Utilizing Wasted Human Efforts : reCAPTCHA

Most of us are familiar with CAPTCHA. Many of us know that it stands for “Completely Automated Public Turing test to tell Computers and Humans Apart”. Few of us probably know that this seemingly trivial application is helping to digitize old printed material to preserve human knowledge for posterity !

CAPTCHA is a challenge response test used in web applications to determine whether a user is a human or some robot spewing spam. Most of us have seen this typical CAPTCHA asking to to do some trivial math functions (e.g. 1 + 2 = ? ) or type in a number of distorted characters when we are about to “submit” some  information form on a web page.

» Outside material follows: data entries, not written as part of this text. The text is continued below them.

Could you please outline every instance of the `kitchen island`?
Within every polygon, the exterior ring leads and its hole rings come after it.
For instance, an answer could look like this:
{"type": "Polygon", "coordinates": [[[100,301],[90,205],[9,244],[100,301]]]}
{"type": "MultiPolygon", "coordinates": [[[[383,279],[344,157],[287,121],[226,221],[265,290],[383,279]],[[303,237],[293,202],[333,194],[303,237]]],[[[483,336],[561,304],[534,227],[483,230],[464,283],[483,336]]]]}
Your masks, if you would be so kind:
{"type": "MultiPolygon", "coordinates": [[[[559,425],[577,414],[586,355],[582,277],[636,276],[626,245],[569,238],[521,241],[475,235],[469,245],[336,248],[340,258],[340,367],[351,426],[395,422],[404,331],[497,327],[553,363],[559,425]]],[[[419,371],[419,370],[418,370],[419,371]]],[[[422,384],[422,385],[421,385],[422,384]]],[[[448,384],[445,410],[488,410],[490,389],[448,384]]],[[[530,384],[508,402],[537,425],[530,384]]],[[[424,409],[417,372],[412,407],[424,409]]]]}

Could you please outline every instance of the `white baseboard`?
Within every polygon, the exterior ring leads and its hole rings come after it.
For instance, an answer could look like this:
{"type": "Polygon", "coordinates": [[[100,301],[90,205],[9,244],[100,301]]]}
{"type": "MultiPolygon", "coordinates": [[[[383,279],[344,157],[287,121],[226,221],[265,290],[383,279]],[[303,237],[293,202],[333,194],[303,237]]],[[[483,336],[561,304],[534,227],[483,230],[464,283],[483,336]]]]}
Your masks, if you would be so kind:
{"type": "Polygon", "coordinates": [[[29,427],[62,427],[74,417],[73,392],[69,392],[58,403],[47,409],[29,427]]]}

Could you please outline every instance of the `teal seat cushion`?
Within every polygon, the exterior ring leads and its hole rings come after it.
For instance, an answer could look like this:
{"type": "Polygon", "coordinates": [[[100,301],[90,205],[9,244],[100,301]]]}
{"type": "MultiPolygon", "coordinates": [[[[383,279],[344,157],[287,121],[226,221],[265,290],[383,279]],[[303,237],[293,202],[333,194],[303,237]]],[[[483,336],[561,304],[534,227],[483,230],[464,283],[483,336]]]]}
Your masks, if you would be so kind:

This solution is based on the premise that current capabilities of computer programs cannot read distorted text as well as humans can.

A very innovative extension of this scheme was devised – a reCAPTCHA. Humans around the world type more than 200 million CAPTCHAs every day (source :  http://www.google.com/recaptcha/learnmore) proving that CAPTCHAs are effective at preventing large scale abuse of online services. But while deciphering these CAPTCHAs, people perform a task that cannot be accomplished by computers. This mental effort spent by each person to solve a CAPTCHA -  amounting to thousands of human hours of work - can it be utilized in a better way ?

Google who now owns reCAPTCHA, is on a project to digitize physical books and other forms of text (e.g. NY Times) written before the computer age. The pages are photographically scanned and the resulting bitmap images are transformed into text files by optical character recognition (OCR) software. This transformation into text is useful because the books can then be indexed, searched, and stored in a format that can be easily analyzed and manipulated. One of the stumbling blocks in the digitization process is that OCR is far from perfect at deciphering the words in bitmap images of scanned texts. For older prints with faded ink and yellowed pages, OCR cannot recognize about 20% of the words.

Using human transcribers to correct any discrepencies is expensive. So, instead of using random characters generated by a computer, reCAPTCHA sends those words that are the OCR programs cannot recognize. The human users on the other side peform the role of a transcriber.

The catch here is that the system must be able to verify the answer submitted by the user. How is that possible if we send only those words that are not recognized by the OCR ? So, reCAPTCHA sends two words to the user : one for which the answer is know - called the "control" word. And the second - unknown word from the scanned documents. If the user types in the control word correctly, then the system can have a confidence that the response to the unknown word also "could" be correct. Combining the response to a single unknown word played to multiple users, and scoring them, the system can conclusively identify the word ! The exact process and details of various scenarios can be found at this paper (http://www.sciencemag.org/content/321/5895/1465).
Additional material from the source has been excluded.